It is all too easy for finance to review the provisions when monthly or quarterly accounts are being finalized, and if the profit figure at the bottom is smaller than expected, the person responsible will look for some soft targets to increase the reported profits in line with expectations. If you think this couldn’t happen ask your financial accountant if it could!
In my tenure as Credit Manager, I owned the provision figure as much as I owned the ledger balance and any changes had to be agreed with me first.
The reality is that in your medium to large Company, if there is a significant bad debt, the first question that will be asked is “Is it provided for?” – If it is there will be no serious repercussions, if it isn’t and that amount will hit the reported profits of the current month, then you have a problem of a completely different scale. News of the loss will be debated hotly in the boardroom as it has ruined the whole months figures and when that happens someone will come looking for someone to blame. Any ideas who that might be? Probably not the sales person!
If you have a Credit Policy, and you should, you should have a clear outline of your provisioning policy. You should have specific provisions against specific balances you know are very high risk.

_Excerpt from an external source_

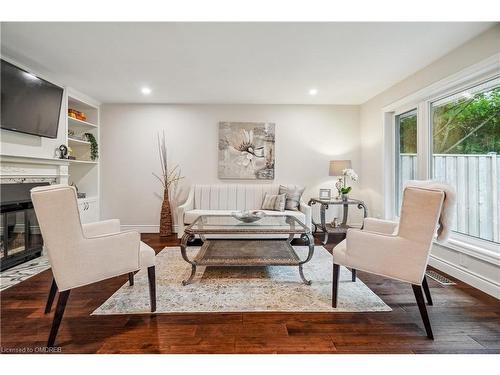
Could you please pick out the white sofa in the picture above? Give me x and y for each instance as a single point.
(227, 198)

You should also have a general provision with agreed %, preferably split between high, medium and low risk accounts. You need to look at previous performance, your current ledger risk profile and the market conditions in each industry sector in arriving at your figures. You should also take into account the age of the debt. The Credit Management Handbook tells us that we can expect to get 80% of debts more than 60 days overdue, 50% of debts more than 180 days overdue and only 10% of debts more than 360 days overdue, this can be used as a simple rule of thumb to give you a starting point in building accurate provisions.
You should also have some trigger for writing off old balances you know you will never get. Too often I see balances four or five years old still on the ledger and worse still they are still printing and posting statements to them on a monthly basis adding cost to an already lost cause.
You should get some third party opinion before you write off old balances (maybe from The Credit Coach!), if there is one thing worse than keeping a balance on your ledger too long and that is writing off a balance that is collectable, if a different approach is taken.
There is a wealth of services available to you through The Credit Coach to help you make informed decisions every time. The information is there and it is in your own interest to use it.
If you do nothing else having read this article, have a look at your current bad debt provisions and see how they compare to last years write offs, and ask your self are they realistic.